Factors Contributing to the Uptake and Maintenance of Regular Exercise Behavior in Emerging Adults
Health Education Journal
Objective: To identify the influence of parental autonomy support, basic need satisfaction and motivation on emerging adults’ physical activity level and exercise behaviours.
Design: Cross-sectional survey. Setting: This study convenience-sampled approximately 435 college students identified as emerging adults – aged 18–25 years, who did not have a child, own a home, or have sufficient income to be fully independent.
Methods: Survey responses were used in a path model to investigate how parental autonomy support, psychological mediators and motivational processes influenced emerging adults’ exercise behaviour.

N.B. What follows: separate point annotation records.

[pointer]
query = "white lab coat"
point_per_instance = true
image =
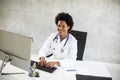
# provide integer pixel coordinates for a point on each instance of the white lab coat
(64, 54)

Results: The hypothesised model was supported with minor modifications. Most notable was the influence of parental physical activity level and autonomy support on psychological mediators, motivational processes and exercise behaviour.
Conclusion: Results indicate that parents influence their children both directly and indirectly. The impact of autonomy and competence support was found to promote emerging adults’ intrinsic motivation, which consequently influenced actual physical activity and behaviour.
Langdon, Jody L., Chad Johnson, Bridget F. Melton.
"Factors Contributing to the Uptake and Maintenance of Regular Exercise Behavior in Emerging Adults."
Health Education Journal, 76 (2): 182-193.